結論から先に書くと「完全なる腕の脱力による結び」です。

1.自分の軽く手のひらを開いた左手首を相手が右手で脇を締め腰を落として力一杯握った状態から始まります。
2.自分の左腕の力を完全に抜きます。この時、相手は私の左腕の全重量を手のひらに感じます。 相手が手を離せば、自分の腕がすとんと下に落ちなければなりません。相手は力一杯握っています ので、こちらが腕の力を抜けば相手の握りしめる力で手の指が自然に曲がり軽く手を握った状態に なります。
この状態は自分一人でも確認できます。身体の前で自分の軽く開いた右手首を左手で力一杯握って から右手の力を抜けば左手の握る力で右手の指が曲がるのが分かります。この状態で右手を左右に 動くことを確認してみてください。力一杯握られていても、右手首の皮と肉の隙間で多少(数センチ程度ですが)動かすことができます。この数センチがポイントです。
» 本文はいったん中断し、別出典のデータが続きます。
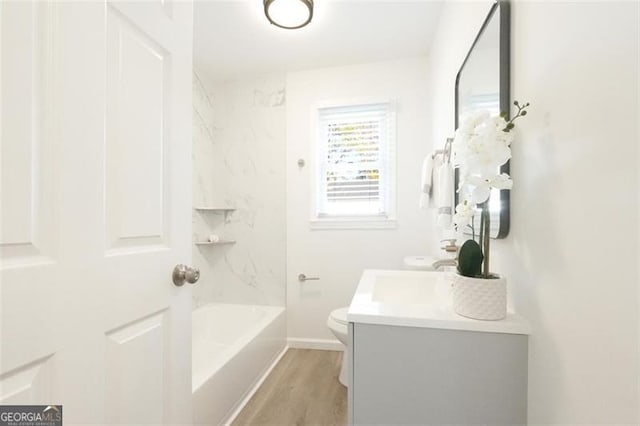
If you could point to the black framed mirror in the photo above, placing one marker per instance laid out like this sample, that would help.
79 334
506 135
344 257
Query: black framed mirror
483 83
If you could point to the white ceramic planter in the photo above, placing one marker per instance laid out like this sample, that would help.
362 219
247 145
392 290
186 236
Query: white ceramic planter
480 298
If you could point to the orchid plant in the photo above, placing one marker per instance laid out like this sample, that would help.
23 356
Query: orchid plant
481 145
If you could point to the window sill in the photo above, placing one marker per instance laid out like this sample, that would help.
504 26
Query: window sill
359 222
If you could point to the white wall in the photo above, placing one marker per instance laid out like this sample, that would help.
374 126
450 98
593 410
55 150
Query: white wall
339 256
239 159
569 260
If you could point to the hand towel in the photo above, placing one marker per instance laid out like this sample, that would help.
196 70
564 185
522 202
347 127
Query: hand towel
426 181
445 196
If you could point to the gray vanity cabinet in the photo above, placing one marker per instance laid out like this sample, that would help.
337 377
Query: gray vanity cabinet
430 376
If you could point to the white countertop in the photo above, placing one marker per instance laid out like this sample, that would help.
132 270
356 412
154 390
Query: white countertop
418 299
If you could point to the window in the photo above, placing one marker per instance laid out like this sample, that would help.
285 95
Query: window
355 167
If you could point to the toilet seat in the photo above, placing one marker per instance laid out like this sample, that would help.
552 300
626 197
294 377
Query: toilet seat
340 315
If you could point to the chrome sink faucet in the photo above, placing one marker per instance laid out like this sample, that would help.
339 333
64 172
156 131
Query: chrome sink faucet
450 247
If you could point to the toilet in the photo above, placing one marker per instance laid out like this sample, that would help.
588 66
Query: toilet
337 323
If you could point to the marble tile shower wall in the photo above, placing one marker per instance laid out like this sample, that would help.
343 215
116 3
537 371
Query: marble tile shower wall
239 161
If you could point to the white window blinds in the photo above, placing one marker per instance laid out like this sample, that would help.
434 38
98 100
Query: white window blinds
354 160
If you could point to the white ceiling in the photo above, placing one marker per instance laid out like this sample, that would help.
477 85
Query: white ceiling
233 37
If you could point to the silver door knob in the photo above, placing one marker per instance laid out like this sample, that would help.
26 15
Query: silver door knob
302 278
183 273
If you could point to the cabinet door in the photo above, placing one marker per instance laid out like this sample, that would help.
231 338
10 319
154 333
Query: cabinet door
410 375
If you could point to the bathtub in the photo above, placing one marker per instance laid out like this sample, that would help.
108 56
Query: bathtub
233 347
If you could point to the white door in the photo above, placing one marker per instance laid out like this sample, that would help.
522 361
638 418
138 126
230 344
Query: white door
95 157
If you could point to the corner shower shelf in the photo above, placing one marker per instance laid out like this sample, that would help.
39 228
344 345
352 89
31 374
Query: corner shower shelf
215 209
217 243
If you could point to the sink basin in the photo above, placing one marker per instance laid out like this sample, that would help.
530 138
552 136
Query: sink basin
417 299
405 289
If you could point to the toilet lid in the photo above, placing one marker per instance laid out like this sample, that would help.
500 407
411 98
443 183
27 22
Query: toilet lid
340 315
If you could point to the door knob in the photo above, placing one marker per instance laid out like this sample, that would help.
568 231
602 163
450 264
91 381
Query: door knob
183 273
303 278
3.左腕の力を完全に抜くと同時に、相手の手に自分の腕を預けた状態から左肘が身体の中心軸の 方向で腹部に接するように脇を締めます。この時、腕の筋肉は一切使わずに重心を落としながら広背筋と大胸筋のみを使用して脇を締めます。接触点が瞬間的に数センチ動くことにより相 手の手のひら全体と自分の手首が結ばれます。結ばれると同時に捉えて浮かします。
4.左肘が自分の身体に密着したら、そのまま腰を右回転させ完全に回りきってから腕を伸ばします。